Translate

Monday, May 27, 2013

ESAI KRITIK DRAMA Firda Rizky Kadidya

PEMUDA, bakal dan calon PENIPU
Oleh
Firda Rizky Kadidya

Naskah “Matahari di sebuah Jalan Kecil” karya Arifin C. Noor merupakan salah satu kritik pedas terhadap carut-marutnya pemerintahan Indonesia saat itu. Dulu pemuda dianggap paling bersih diantara yang lain. Namun sekarang berbanding terbalik. Pemuda tak lagi lugu. Mereka mulai menggeliat dan bahkan kini menjadi penipu ulung. Tak tahu dari mana mereka belajar, yang pasti banyak orang yang tidak sadar akan kebohongan itu.

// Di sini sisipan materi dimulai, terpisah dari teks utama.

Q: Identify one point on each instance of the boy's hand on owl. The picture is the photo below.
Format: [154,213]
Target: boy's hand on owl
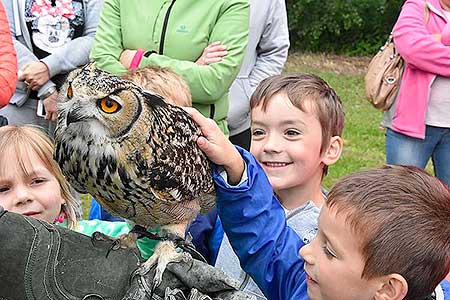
[127,57]
[217,146]
[34,74]
[51,111]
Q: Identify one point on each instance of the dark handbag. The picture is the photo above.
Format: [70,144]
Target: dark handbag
[382,80]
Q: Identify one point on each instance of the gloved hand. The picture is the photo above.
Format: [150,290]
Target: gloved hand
[3,121]
[189,279]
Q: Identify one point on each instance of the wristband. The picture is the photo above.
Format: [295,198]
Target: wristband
[135,62]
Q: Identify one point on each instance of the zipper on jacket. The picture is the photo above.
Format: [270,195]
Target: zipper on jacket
[163,32]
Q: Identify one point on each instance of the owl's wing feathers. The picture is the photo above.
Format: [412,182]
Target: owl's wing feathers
[179,170]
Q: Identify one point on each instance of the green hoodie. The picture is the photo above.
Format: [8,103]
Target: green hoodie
[178,31]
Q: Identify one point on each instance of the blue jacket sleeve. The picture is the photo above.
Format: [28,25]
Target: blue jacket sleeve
[256,225]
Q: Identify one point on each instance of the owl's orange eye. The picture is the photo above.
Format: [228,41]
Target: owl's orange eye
[69,92]
[109,105]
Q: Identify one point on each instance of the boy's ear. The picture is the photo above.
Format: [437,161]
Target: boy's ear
[334,151]
[394,287]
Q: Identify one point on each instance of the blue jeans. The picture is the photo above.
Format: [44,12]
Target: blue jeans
[404,150]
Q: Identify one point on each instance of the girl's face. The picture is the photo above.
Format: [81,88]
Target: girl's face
[29,188]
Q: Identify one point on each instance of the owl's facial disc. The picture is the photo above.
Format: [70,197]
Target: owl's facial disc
[109,104]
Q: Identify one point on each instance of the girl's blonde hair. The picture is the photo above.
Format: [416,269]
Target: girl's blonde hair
[22,140]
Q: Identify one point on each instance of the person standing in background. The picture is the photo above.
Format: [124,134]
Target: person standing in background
[51,38]
[8,60]
[418,124]
[174,34]
[267,50]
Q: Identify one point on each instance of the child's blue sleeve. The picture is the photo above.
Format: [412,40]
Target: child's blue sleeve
[256,226]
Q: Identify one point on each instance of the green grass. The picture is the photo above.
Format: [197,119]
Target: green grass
[364,142]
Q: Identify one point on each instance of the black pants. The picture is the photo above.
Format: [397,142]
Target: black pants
[242,139]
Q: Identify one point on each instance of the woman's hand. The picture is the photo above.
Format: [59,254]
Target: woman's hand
[212,53]
[127,57]
[34,75]
[51,112]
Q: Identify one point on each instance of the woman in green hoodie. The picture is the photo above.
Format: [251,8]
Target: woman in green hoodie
[174,34]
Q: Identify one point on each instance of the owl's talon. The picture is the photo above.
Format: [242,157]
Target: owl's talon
[143,269]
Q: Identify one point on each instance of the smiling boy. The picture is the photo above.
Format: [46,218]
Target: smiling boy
[296,127]
[383,233]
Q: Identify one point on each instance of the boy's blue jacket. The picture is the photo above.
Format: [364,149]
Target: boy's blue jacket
[256,226]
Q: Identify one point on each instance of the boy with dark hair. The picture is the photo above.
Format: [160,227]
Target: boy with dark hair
[383,233]
[297,123]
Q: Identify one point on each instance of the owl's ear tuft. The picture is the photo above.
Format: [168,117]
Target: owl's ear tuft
[90,66]
[153,99]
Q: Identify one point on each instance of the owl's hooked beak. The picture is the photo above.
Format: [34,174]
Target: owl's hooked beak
[73,117]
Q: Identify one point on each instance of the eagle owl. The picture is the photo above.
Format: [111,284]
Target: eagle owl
[136,154]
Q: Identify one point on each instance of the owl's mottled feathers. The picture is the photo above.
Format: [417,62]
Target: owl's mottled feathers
[136,154]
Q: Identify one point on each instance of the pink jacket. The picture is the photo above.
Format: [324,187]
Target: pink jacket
[425,58]
[8,61]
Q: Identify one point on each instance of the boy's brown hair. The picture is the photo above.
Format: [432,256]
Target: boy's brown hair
[164,82]
[304,90]
[401,216]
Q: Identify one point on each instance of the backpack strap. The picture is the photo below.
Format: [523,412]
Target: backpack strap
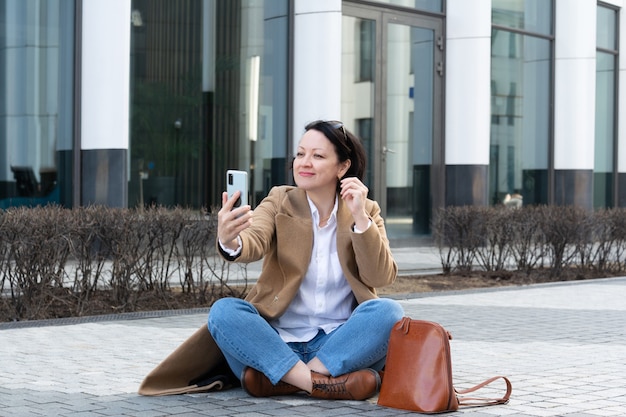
[477,402]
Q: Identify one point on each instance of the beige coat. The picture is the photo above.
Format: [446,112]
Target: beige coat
[281,234]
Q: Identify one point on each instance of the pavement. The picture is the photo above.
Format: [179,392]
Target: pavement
[562,345]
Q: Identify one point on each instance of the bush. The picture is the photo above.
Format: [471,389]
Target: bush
[57,262]
[555,238]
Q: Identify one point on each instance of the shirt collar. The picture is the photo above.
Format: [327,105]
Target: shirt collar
[316,215]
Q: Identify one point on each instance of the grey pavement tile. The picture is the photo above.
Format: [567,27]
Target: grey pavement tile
[562,346]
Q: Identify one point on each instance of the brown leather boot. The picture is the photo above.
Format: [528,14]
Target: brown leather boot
[256,384]
[358,385]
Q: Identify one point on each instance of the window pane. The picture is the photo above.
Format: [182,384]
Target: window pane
[606,28]
[428,5]
[529,15]
[208,94]
[36,102]
[520,108]
[605,130]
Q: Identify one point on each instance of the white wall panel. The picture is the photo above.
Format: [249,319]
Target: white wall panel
[575,69]
[105,74]
[317,62]
[468,80]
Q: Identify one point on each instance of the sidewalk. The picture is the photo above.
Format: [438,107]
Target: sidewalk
[563,346]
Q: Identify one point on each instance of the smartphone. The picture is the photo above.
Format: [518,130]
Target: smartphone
[237,180]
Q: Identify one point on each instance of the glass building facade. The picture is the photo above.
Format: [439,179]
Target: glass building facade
[495,102]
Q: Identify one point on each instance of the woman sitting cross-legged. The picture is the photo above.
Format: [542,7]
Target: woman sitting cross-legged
[313,322]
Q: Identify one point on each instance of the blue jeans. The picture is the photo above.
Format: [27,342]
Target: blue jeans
[247,339]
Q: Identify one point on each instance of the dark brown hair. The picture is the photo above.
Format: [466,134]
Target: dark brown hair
[347,146]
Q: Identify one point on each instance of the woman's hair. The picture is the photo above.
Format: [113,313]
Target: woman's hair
[347,146]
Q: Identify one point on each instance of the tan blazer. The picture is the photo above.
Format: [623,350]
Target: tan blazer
[281,234]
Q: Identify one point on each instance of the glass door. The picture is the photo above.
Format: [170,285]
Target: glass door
[392,98]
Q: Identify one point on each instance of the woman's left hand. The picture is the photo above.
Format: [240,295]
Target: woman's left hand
[354,194]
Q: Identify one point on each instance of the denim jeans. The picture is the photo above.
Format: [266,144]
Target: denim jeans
[247,339]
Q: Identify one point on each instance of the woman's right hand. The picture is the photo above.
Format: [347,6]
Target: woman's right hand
[231,221]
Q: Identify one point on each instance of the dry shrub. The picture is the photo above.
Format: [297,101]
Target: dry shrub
[57,262]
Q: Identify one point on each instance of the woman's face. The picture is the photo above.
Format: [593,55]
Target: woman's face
[316,166]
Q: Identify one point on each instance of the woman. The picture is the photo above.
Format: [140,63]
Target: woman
[313,321]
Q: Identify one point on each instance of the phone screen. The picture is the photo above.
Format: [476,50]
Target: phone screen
[237,180]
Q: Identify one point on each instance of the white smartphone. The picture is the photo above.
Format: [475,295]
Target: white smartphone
[237,180]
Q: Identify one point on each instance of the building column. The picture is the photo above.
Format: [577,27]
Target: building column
[468,105]
[621,114]
[574,102]
[105,101]
[317,63]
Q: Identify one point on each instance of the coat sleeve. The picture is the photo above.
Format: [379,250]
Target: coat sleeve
[374,260]
[257,239]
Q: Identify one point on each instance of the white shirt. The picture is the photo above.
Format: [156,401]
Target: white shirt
[325,299]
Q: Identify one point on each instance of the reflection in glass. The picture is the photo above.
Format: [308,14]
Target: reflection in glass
[606,28]
[428,5]
[528,15]
[605,131]
[36,102]
[208,94]
[520,121]
[409,132]
[358,85]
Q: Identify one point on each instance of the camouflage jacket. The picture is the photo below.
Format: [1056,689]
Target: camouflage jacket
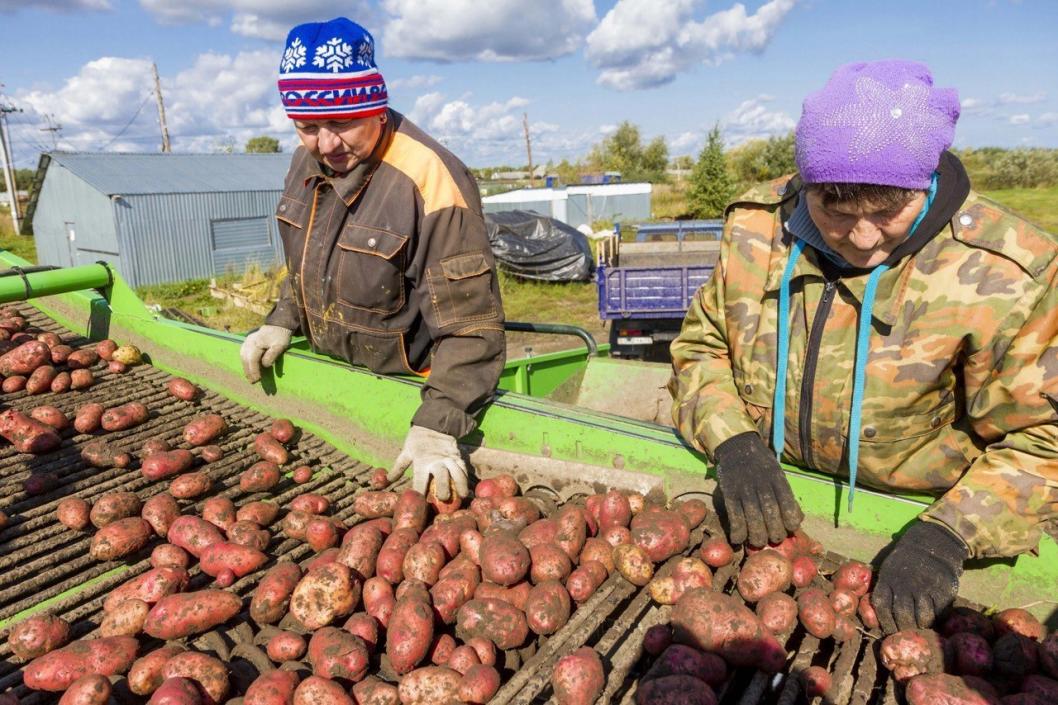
[961,398]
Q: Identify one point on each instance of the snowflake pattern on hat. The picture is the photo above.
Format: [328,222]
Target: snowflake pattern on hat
[883,118]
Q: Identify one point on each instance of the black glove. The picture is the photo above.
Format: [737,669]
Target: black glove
[919,578]
[758,499]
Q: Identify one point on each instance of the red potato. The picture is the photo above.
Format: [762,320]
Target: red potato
[259,477]
[210,673]
[90,689]
[145,676]
[166,464]
[166,555]
[430,686]
[182,389]
[205,429]
[496,620]
[578,679]
[102,454]
[547,608]
[56,670]
[120,539]
[28,435]
[53,416]
[338,654]
[190,486]
[323,595]
[37,635]
[409,634]
[273,688]
[149,586]
[74,512]
[88,418]
[912,652]
[161,511]
[272,595]
[126,416]
[193,535]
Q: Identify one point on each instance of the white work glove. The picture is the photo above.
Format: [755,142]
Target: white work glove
[432,454]
[261,348]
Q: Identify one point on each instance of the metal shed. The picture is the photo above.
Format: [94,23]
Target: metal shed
[159,217]
[577,205]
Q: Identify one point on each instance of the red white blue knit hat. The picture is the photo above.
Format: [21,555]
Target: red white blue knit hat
[328,72]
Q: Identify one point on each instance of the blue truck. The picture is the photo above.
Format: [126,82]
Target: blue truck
[645,284]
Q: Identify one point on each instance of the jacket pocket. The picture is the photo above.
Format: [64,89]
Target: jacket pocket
[461,291]
[370,269]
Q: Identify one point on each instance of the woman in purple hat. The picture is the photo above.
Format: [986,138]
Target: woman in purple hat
[874,319]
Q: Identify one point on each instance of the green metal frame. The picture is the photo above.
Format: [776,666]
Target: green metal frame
[366,415]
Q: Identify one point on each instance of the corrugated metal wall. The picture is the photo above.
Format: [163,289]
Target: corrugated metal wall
[169,237]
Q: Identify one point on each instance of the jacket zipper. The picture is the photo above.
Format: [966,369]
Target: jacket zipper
[808,381]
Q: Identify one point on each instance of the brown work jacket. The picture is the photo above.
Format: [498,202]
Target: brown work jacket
[389,268]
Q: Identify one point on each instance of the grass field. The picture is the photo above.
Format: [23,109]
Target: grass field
[537,302]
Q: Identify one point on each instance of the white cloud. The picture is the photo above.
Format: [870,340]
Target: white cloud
[495,31]
[752,120]
[642,43]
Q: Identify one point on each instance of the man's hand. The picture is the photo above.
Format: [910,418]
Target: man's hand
[432,454]
[919,578]
[760,505]
[261,348]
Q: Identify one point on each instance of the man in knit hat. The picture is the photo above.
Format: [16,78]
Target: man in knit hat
[388,261]
[874,319]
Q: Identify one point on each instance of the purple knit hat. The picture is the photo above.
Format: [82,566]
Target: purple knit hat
[879,122]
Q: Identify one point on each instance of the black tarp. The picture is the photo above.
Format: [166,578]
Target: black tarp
[535,247]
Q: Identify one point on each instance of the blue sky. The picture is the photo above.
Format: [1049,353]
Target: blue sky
[466,70]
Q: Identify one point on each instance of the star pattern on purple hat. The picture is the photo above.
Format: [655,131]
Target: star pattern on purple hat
[883,118]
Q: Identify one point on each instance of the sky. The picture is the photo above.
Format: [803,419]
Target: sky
[467,71]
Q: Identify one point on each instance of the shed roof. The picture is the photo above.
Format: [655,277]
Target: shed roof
[126,174]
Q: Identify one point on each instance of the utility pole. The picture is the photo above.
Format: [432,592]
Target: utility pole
[8,166]
[161,109]
[525,124]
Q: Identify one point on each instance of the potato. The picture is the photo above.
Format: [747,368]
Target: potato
[548,607]
[409,634]
[259,477]
[272,595]
[505,560]
[88,418]
[28,435]
[126,416]
[210,673]
[912,652]
[90,689]
[258,512]
[324,594]
[778,613]
[145,676]
[202,430]
[719,624]
[161,511]
[273,688]
[120,539]
[680,660]
[190,486]
[182,614]
[102,454]
[74,512]
[56,670]
[149,586]
[166,464]
[37,635]
[578,679]
[496,620]
[930,689]
[182,389]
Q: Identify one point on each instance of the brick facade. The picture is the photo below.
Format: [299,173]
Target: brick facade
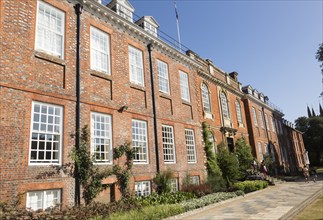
[29,75]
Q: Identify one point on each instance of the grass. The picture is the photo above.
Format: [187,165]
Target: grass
[313,211]
[148,213]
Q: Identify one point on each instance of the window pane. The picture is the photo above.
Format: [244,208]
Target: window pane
[190,146]
[50,29]
[101,142]
[163,77]
[139,140]
[205,98]
[185,92]
[136,66]
[100,51]
[168,144]
[41,145]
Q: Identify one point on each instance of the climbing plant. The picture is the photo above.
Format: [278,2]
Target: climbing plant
[211,164]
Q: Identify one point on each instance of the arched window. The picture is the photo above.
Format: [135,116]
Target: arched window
[205,98]
[238,109]
[224,105]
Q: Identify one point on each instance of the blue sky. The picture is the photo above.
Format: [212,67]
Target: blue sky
[271,44]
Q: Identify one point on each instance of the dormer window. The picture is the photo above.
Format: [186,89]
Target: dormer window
[125,13]
[122,8]
[151,29]
[149,24]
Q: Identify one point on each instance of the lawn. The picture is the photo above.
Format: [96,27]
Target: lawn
[313,211]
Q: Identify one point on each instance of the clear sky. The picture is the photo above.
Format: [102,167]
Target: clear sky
[271,44]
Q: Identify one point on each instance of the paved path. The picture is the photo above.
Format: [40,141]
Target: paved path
[281,201]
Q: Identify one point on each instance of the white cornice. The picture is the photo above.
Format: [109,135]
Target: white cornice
[134,30]
[221,83]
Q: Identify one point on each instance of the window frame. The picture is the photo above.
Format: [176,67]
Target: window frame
[261,154]
[239,112]
[255,117]
[267,122]
[194,180]
[106,54]
[44,198]
[169,146]
[108,123]
[185,88]
[163,77]
[205,93]
[145,135]
[261,119]
[54,124]
[224,105]
[140,183]
[174,185]
[136,66]
[190,146]
[40,41]
[272,124]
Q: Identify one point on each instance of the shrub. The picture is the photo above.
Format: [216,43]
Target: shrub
[250,186]
[198,190]
[163,181]
[149,212]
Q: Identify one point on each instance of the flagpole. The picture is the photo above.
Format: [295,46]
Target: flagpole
[177,22]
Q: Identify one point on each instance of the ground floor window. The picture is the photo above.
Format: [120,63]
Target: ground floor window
[194,180]
[43,199]
[174,185]
[142,188]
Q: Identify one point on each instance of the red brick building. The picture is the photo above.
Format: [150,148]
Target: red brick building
[96,65]
[221,103]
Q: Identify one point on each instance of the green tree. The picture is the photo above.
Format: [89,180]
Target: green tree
[313,137]
[229,165]
[244,154]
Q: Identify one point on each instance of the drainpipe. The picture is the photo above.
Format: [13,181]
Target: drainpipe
[78,11]
[154,105]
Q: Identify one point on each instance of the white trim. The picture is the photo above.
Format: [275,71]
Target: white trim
[146,136]
[185,87]
[105,53]
[172,143]
[44,199]
[190,145]
[61,128]
[62,33]
[108,161]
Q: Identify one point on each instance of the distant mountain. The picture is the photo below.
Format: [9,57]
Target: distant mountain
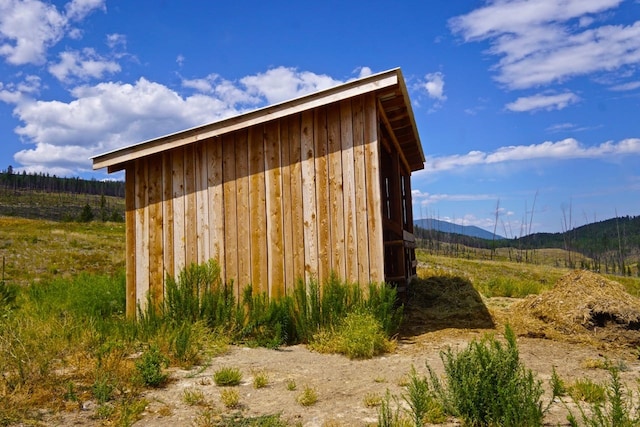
[448,227]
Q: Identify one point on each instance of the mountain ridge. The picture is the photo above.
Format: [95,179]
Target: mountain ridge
[449,227]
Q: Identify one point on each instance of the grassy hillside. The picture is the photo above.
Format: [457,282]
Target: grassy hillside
[37,250]
[59,206]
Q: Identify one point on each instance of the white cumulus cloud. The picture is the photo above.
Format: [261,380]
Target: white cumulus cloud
[28,28]
[568,148]
[434,85]
[83,65]
[111,115]
[537,42]
[543,102]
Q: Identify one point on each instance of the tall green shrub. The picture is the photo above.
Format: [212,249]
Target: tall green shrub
[486,384]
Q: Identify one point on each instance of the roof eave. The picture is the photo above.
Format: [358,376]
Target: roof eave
[115,160]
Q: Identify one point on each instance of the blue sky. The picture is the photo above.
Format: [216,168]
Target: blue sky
[528,109]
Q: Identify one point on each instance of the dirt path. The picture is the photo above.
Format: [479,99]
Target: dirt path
[342,384]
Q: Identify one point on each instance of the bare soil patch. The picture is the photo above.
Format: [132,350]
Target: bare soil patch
[442,315]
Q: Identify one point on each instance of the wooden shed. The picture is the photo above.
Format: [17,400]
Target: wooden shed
[292,191]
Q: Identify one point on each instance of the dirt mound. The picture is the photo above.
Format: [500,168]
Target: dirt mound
[581,307]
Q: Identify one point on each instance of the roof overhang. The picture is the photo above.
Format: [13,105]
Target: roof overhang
[389,87]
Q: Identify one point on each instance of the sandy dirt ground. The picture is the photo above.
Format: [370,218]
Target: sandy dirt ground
[342,384]
[450,315]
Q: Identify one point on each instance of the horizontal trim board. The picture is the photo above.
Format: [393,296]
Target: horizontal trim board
[115,160]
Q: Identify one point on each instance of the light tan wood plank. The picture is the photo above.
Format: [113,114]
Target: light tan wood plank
[274,218]
[242,203]
[336,199]
[130,240]
[360,191]
[115,160]
[257,210]
[216,203]
[349,192]
[191,223]
[287,208]
[167,214]
[297,214]
[202,203]
[374,198]
[142,232]
[309,198]
[320,144]
[230,208]
[177,181]
[156,267]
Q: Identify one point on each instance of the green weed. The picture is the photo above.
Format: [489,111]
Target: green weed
[588,391]
[486,384]
[308,397]
[193,396]
[150,367]
[422,402]
[359,336]
[260,379]
[227,376]
[615,409]
[230,397]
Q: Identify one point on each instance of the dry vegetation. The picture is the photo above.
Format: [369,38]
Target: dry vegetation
[40,250]
[572,322]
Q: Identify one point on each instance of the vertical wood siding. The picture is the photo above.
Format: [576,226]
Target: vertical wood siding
[294,198]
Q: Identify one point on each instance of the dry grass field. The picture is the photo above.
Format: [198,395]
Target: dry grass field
[572,324]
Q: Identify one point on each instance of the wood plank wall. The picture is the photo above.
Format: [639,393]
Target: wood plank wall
[294,198]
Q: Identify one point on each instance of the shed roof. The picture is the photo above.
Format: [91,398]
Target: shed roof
[390,90]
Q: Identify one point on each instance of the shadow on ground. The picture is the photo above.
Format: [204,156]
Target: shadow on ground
[443,302]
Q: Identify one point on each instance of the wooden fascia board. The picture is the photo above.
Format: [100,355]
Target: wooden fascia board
[392,135]
[412,118]
[115,160]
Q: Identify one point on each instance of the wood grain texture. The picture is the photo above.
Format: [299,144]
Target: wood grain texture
[142,232]
[230,207]
[257,210]
[336,198]
[191,224]
[309,202]
[297,201]
[242,208]
[349,192]
[320,145]
[274,218]
[168,220]
[362,217]
[374,199]
[177,182]
[130,240]
[216,203]
[156,265]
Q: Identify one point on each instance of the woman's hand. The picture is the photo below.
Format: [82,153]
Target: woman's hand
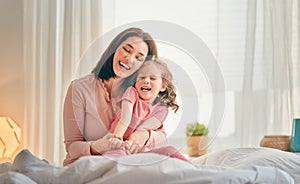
[136,141]
[101,145]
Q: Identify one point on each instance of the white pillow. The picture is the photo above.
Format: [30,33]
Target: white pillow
[16,178]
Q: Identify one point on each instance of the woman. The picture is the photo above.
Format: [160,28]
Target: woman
[88,111]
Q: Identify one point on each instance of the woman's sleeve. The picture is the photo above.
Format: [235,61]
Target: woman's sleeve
[73,118]
[158,138]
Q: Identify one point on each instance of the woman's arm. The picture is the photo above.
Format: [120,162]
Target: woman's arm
[73,119]
[124,120]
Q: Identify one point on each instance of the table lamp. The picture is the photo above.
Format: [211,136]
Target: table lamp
[10,136]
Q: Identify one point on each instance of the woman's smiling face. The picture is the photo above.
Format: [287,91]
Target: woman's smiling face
[129,56]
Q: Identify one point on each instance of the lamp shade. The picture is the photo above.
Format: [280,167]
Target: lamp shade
[10,136]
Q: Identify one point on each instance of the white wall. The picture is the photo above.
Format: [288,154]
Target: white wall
[11,62]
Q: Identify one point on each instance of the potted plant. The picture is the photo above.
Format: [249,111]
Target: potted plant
[197,141]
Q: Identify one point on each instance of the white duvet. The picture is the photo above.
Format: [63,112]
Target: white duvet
[220,167]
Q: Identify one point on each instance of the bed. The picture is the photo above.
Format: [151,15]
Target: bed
[238,165]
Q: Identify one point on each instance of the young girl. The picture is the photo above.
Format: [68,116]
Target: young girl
[144,107]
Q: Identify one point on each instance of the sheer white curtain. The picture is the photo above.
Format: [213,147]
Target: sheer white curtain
[271,71]
[56,34]
[256,44]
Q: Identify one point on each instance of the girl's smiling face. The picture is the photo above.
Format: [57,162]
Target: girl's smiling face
[149,82]
[129,56]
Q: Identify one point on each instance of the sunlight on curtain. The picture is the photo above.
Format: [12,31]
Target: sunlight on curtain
[56,34]
[256,44]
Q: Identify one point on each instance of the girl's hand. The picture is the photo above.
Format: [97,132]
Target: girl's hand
[132,148]
[136,141]
[115,143]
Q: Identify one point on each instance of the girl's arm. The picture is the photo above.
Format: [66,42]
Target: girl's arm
[124,120]
[151,133]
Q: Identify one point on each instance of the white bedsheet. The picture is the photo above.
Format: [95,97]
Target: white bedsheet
[142,168]
[247,157]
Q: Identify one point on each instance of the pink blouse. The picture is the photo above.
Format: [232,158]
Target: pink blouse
[87,116]
[141,111]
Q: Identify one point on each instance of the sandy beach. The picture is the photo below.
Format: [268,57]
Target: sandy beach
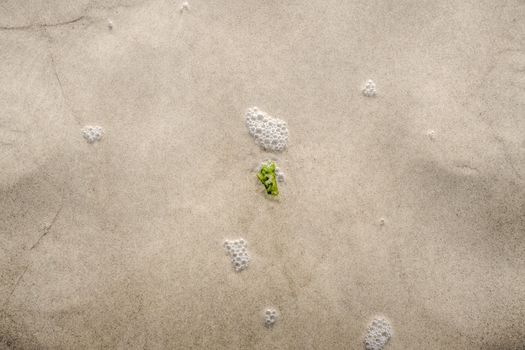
[407,205]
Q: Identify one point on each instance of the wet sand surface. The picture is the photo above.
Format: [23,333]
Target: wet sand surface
[118,244]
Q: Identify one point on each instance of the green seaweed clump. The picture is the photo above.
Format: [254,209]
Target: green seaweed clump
[267,177]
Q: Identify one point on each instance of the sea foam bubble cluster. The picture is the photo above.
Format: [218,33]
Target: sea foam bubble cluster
[378,334]
[92,133]
[270,316]
[269,133]
[238,252]
[370,89]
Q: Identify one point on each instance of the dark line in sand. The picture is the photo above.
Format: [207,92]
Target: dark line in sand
[43,25]
[14,288]
[48,227]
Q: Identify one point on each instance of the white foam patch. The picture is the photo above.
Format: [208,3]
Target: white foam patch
[370,89]
[92,133]
[270,317]
[378,334]
[269,133]
[238,252]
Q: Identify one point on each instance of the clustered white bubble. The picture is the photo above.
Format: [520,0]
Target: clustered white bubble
[270,316]
[238,252]
[378,334]
[370,89]
[92,133]
[270,133]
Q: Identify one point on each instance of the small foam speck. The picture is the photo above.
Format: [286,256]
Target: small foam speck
[92,133]
[270,317]
[370,89]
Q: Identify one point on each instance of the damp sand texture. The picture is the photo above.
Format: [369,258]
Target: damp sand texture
[133,258]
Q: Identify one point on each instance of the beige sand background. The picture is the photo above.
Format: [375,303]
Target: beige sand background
[133,258]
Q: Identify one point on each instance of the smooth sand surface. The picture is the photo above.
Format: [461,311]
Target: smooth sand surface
[132,255]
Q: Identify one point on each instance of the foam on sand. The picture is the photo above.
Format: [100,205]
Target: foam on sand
[378,334]
[269,133]
[238,252]
[270,316]
[370,89]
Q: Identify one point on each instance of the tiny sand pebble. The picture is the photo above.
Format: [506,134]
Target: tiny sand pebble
[92,133]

Analogi sekaligus realita hidup di zaman sekarang. Arifin menganalogikan seorang pemuda makan nasi pecel dan kemudian kabur karena tidak membawa uang. Itu penipuan yang terjadi di masyarakat kalangan bawah. Jika penipuan itu terjadi di masyarakat kelas atas, pasti bukan nasi pecel yang menjadi prolog permasalahan, namun tentang hak-hak orang banyak yang dijadikan awal cerita.
Para pejabat yang sedang memimpin negara tentu memiliki kekuasaan lebih daripada rakyatnya. Oleh karena itu, mereka dengan mudah menyalahgunakan jabatan tersebut untuk mengambil alih yang bukan menjadi hak dan tugasnya. Ketika kesalahgunaan itu diketahui banyak orang, seperti halnya pemuda yang akan kabur setelah makan nasi pecel, mereka memanfaat rasa iba masyarakat untuk berlindung dan memaafkannya. Hal ini digambarkan dalam dialog Pemuda kepada Mbok penjual pecel.
PEMUDA: Tidak Mbok, bukan maksud saya minta dikasihani, saya hanya ingin menceritakan dan saya hanya ingin mengatakan bahwa hati saya bersih. Terhadap baju itu sudah rela dan paham bahwa barang itu patut saya berikan pada Simbok sebagai ganti makanan yang telah saya makan.

Mungkin pada saat itu pemerintahan sedang dilanda krisis kepercayaan. Ketika sudah tertangkap basah dan terbukti bersalah, namun mereka tetap bersikeras membela diri dengan memutar balikkan fakta, agar mereka segera terbebas dari hukuman.
Adapula yang tidak mau membesar-besarkan perkara itu. Mereka dengan mudah memilih jalan pintas, yaitu menyuap agar masalah yang sedang terjadi cepat selesai. Namun, untuk menyelesaikan penipuan ini, bukan dengan uang, tetapi dengan tanggungjawab, bagaimana pelaku dapat menjelaskan sejujur-jujurnya tentang masalah yang ia alami.

Selain itu, penamaan tokoh dalam cerita ini juga seperti sindiran terhadap budaya bangsa yang selalu memanggil seseorang dengan nama sindiran. Misalnya si kurus, si pendek, dan lain-lain.